The CPSU faculty members, whose pay levels have only just recovered from the hits they took the last time Hawaii’s economy went south, and which still do not recover the costs of their education, have made known, through their union, their intention to resist this move, as they resisted the initial proposal.

Public reaction?

Your Friendly Neighborhood Amoeba quotes a typical response from a newspaper’s online comment section:

Fire them all. We don’t need CPSU.

Too late. I’m already gone.

~Amoeba

10 Comments

    1. Well, once again my Unemployment paperwork has been “lost”. I can tell you first hand how Hawaii is keeping it’s unemployment figures down. It isn’t putting people in the system!

      1. And you expected any less? LOL. Hey Q…but let’s spend bilions of tax payer dollars on a rail system…Now there’s the answer … see the way I figure it is if they loose you on the computer, they can gain one more spike in the rail system … good trade off don’t ya think? Yeah right… I’ve said it once and I’ll say it again…Tis the season LOL
        .-= Thom´s last blog ..Some Christmas Cheer =-.

    2. Yes, but Thom, this whole game is about making sure that people still have tax refunds. Especially the literal and figurative descendants of Hawaii’s Big Five, Lingle’s true constituency, who want their pockets full and those of the rest of us coolies empty.
      .-= the amoeba´s last blog ..Amoeba Has Left The Building =-.

    1. Karen, I just got intelligence from a person who writes that the military wants to be on the next plane out of Hawaii, too. That will really leave these islands on a leaky wa‘a without a paddle, in shark-infested waters.
      .-= the amoeba´s last blog ..Amoeba Has Left The Building =-.

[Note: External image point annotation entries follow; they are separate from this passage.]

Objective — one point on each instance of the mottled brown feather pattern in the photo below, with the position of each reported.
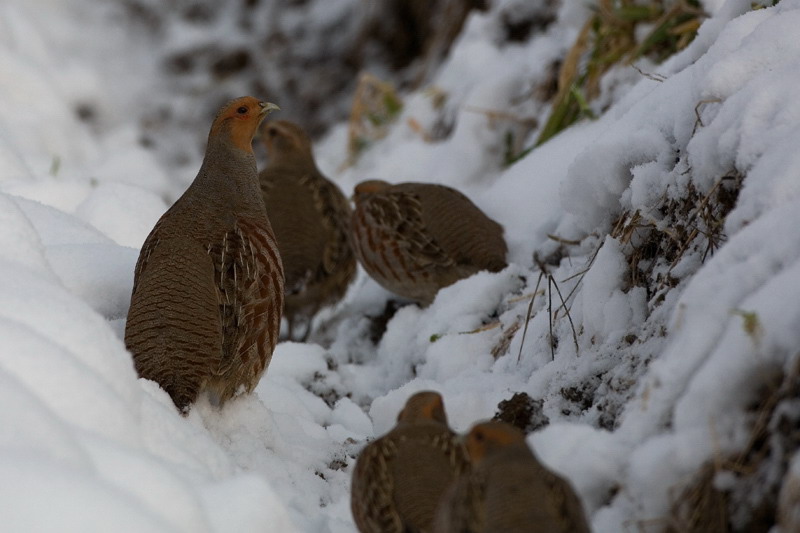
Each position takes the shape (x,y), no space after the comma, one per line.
(399,478)
(508,489)
(415,238)
(310,217)
(208,286)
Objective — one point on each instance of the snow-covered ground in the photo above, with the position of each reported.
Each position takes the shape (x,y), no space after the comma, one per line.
(660,378)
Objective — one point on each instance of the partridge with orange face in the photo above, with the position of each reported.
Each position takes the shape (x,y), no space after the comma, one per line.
(399,478)
(507,489)
(208,286)
(310,217)
(416,238)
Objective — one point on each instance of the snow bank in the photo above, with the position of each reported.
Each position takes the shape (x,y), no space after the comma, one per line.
(648,386)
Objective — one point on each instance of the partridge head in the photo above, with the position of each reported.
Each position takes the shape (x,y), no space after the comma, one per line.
(208,286)
(508,489)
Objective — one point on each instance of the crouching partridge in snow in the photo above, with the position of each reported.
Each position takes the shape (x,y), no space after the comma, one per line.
(399,478)
(415,238)
(310,217)
(208,286)
(507,489)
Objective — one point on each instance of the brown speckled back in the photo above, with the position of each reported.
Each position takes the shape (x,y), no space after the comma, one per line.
(415,238)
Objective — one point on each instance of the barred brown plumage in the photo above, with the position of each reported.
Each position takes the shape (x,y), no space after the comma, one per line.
(416,238)
(208,286)
(399,478)
(507,489)
(310,217)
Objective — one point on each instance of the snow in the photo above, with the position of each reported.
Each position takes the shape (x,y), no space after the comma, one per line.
(655,387)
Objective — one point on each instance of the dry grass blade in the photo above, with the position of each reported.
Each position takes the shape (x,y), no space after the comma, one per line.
(528,316)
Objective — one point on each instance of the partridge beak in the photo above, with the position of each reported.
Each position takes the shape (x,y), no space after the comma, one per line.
(267,108)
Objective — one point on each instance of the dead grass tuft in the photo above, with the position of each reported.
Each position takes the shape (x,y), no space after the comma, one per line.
(656,244)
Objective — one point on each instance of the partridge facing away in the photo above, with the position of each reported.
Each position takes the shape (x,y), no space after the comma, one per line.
(399,478)
(507,489)
(311,220)
(208,286)
(415,238)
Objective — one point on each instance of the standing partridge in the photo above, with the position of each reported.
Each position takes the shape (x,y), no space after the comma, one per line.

    1. Thanks, Dawg. But the last broadcast email I received from the president of the University of Washington has lessened my expectations. After all, Washington residents Gates and Allen have to protect the $60 billion foundation they’ve amassed from the sale of software that doesn’t work.

      Academia, and education generally, is a “subsidy” profession – only those who are subsidized by inherited income or a partner with an economically-rational job need apply. And clearly, We the People of these Untied States wish it no other way. I fear my days in this profession are numbered.
      .-= the amoeba´s last blog ..Amoeba Has Left The Building =-.

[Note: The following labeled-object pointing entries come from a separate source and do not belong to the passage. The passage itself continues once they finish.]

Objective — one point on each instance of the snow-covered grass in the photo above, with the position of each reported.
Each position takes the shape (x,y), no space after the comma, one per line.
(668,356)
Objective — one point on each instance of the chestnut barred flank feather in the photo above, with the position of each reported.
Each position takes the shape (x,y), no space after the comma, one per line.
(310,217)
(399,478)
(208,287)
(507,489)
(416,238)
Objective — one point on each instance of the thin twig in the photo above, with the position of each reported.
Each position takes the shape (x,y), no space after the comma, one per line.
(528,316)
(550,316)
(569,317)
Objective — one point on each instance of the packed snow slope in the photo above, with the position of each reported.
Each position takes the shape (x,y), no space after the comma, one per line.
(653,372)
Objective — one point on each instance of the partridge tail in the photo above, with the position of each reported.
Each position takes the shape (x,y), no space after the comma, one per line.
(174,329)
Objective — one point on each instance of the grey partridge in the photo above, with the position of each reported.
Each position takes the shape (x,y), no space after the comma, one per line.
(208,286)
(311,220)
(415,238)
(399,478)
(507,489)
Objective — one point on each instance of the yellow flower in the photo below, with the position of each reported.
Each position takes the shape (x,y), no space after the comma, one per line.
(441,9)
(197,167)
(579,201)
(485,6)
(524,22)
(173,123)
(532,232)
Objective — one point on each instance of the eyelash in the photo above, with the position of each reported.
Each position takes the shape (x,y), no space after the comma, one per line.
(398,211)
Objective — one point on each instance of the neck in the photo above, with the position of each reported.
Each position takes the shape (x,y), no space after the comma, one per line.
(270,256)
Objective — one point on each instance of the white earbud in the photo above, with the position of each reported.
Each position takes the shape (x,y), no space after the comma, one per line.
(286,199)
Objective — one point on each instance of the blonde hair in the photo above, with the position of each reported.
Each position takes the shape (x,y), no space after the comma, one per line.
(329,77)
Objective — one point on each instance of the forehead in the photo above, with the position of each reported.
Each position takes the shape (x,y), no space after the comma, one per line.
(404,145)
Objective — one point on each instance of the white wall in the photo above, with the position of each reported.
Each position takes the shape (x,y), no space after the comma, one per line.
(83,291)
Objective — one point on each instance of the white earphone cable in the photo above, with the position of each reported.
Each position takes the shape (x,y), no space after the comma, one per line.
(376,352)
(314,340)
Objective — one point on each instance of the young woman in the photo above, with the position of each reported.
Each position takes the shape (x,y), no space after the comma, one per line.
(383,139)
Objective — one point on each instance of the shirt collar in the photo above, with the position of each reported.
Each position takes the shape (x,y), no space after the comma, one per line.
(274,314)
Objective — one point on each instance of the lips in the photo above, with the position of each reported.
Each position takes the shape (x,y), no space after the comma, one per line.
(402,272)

  1. Well, it’s good you’re getting out and moving on to better opportunities. I can’t help though, but wonder if there aren’t at least a few of those employees who don’t WANT to move, who fear for their jobs, and who would be willing to accept the pay cut just to keep their family together or WHATEVER. I know — it’s obvious that the MAJORITY do indeed feel taken advantage of … perhaps even the entirety! I just always feel for the ones who are being dragged along by what the what the majority voted for them… I remember when I was in the Union (sheet metal workers) I was almost always on the “other” side because MY situation was different. I was single. I had a kid… I didn’t have “another” income to help me get by. So the idea of going on STRIKE absolutely terrified me! But majority is majority. I HATED the UNION! Hated it!
    .-= Melli´s last blog ..Are We THERE Yet? =-.

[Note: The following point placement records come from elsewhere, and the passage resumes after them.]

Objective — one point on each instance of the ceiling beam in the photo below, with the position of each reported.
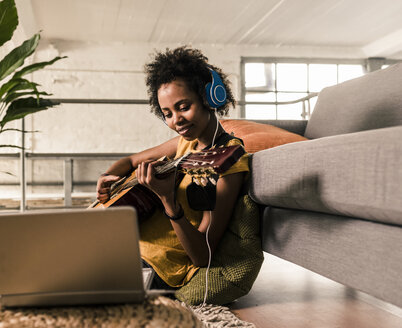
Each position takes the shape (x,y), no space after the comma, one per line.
(27,25)
(386,46)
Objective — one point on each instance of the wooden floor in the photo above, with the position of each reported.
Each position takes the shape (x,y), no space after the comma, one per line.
(288,296)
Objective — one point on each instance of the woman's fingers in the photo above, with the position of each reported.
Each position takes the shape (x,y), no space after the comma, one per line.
(103,187)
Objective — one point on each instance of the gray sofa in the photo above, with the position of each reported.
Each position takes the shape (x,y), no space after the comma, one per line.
(333,204)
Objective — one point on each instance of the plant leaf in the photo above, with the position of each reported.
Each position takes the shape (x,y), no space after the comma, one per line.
(17,56)
(15,95)
(35,67)
(6,87)
(8,20)
(16,85)
(24,106)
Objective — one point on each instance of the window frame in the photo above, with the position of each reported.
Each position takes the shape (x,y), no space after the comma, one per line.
(368,64)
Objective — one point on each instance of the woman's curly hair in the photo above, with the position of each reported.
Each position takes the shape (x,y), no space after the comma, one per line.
(187,64)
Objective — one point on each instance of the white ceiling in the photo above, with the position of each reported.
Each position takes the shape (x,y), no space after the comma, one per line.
(374,26)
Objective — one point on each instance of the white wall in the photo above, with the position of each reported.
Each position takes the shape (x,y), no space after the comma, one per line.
(114,71)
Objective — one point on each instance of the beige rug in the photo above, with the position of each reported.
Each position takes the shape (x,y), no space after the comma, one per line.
(156,312)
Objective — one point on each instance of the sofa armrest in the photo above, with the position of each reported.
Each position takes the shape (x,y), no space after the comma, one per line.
(295,126)
(357,174)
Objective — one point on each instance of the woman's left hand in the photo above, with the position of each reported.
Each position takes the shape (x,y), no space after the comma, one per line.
(163,187)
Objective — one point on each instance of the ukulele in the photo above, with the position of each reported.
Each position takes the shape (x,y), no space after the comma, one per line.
(204,166)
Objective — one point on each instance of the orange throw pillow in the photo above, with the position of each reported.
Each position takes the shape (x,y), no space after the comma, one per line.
(259,136)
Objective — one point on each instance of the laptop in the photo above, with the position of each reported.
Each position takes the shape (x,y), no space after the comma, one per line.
(71,257)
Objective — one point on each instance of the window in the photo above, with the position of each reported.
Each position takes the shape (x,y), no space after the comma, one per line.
(281,83)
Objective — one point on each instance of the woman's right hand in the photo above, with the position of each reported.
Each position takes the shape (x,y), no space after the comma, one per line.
(103,187)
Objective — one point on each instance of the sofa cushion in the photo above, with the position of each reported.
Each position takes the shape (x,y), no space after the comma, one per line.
(369,102)
(259,136)
(356,174)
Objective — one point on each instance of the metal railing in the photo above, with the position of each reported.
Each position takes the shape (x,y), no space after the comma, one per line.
(68,158)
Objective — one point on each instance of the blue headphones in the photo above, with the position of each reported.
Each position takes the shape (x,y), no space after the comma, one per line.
(215,91)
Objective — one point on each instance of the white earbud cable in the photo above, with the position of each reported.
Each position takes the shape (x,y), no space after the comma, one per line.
(209,225)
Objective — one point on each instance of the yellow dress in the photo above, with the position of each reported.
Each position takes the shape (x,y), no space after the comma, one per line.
(159,244)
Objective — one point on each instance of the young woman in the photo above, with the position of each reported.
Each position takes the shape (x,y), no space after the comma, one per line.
(177,240)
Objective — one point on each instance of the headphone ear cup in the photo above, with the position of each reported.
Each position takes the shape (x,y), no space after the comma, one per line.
(215,91)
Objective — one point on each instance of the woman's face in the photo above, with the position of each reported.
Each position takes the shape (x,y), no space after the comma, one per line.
(183,110)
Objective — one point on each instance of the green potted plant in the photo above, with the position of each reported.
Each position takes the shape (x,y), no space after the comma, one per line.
(18,95)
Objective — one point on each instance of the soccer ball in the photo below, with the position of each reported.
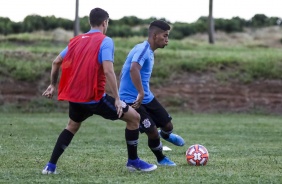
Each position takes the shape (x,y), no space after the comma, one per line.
(197,155)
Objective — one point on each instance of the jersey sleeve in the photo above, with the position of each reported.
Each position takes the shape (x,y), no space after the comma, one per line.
(140,56)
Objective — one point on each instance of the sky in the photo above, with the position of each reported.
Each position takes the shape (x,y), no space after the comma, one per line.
(172,10)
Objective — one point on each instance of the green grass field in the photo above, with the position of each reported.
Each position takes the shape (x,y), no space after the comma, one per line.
(243,149)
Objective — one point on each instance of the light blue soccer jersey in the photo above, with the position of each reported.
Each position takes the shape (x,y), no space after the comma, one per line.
(106,52)
(144,56)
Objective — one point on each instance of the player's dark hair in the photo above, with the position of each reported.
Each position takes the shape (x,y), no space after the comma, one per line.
(158,26)
(97,16)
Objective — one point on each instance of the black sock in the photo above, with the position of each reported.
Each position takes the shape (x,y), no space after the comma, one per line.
(165,135)
(157,148)
(62,143)
(131,137)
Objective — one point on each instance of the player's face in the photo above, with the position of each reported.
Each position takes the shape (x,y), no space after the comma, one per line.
(162,39)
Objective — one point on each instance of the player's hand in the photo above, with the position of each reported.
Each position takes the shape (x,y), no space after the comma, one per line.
(49,92)
(136,104)
(119,107)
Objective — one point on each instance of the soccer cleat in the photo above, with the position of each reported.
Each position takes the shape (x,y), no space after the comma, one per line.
(140,165)
(166,162)
(174,139)
(49,169)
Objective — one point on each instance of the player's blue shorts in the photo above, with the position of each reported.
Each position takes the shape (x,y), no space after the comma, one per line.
(79,112)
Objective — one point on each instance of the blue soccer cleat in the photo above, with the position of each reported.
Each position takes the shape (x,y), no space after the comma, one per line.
(174,139)
(166,162)
(140,165)
(49,169)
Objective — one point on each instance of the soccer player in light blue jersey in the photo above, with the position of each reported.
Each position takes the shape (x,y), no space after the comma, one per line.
(135,91)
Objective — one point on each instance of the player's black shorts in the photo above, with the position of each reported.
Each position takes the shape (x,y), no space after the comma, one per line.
(152,114)
(79,112)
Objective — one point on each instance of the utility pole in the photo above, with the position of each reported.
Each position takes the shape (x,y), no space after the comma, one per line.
(211,23)
(76,21)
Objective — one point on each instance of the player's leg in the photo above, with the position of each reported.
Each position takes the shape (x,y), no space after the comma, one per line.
(163,120)
(148,126)
(131,117)
(76,117)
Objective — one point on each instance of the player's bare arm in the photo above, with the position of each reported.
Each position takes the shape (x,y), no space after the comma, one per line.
(49,92)
(112,83)
(136,79)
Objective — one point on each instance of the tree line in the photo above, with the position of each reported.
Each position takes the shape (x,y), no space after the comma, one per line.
(132,26)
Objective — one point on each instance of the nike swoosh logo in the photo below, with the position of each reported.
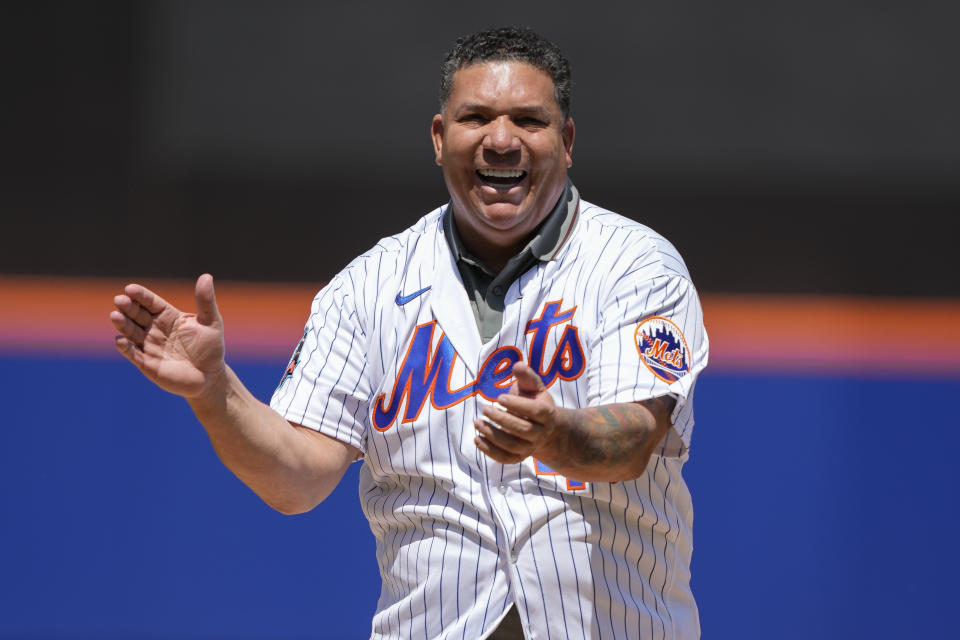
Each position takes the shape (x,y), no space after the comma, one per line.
(404,299)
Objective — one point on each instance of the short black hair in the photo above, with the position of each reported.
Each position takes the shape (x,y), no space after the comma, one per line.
(518,44)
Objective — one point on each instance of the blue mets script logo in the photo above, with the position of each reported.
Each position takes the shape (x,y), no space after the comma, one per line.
(663,348)
(425,371)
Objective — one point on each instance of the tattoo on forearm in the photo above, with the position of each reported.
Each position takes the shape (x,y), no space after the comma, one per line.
(613,434)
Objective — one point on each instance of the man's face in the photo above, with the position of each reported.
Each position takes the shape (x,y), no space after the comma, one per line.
(504,146)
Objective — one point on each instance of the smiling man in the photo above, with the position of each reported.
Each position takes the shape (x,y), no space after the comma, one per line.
(516,371)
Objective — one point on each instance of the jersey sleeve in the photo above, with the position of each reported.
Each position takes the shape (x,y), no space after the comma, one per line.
(326,386)
(651,342)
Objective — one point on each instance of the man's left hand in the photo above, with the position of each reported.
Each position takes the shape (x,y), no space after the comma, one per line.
(524,422)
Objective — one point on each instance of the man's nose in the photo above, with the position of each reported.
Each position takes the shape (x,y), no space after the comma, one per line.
(501,137)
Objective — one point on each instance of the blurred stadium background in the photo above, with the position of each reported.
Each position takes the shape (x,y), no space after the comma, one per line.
(804,158)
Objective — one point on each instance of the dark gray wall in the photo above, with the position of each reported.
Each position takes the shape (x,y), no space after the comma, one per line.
(782,147)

    1. Melli, there are such people, and it is those people and their fears that allow those who rule over us to pick the unions apart and eventually break them. We forget that, just as there was a time before Macbooks, there was a time before unions. And both you and that kid of yours would be on the line working twelve-hour days for maybe half of what you needed to get a decent meal. Because you would willingly work for those slave wages and that made you cheaper than the machine that would do your jobs. Until the machine’s price dropped, and then both you and your kid (well, maybe not the kid, (s)he could get into tight and dangerous places no machine could reach) would be out on the street.

      Milton Friedman and Karl Marx both agreed on one thing: the business of business is business. Making money is the sole object. By any means necessary, without regard to social codes or moral strictures. The difference is, to Friedman, the situation is right and proper. “Ford’s in his flivver, all’s right with the world.” To Marx, the situation called for revolution.
      .-= the amoeba´s last blog ..Amoeba Has Left The Building =-.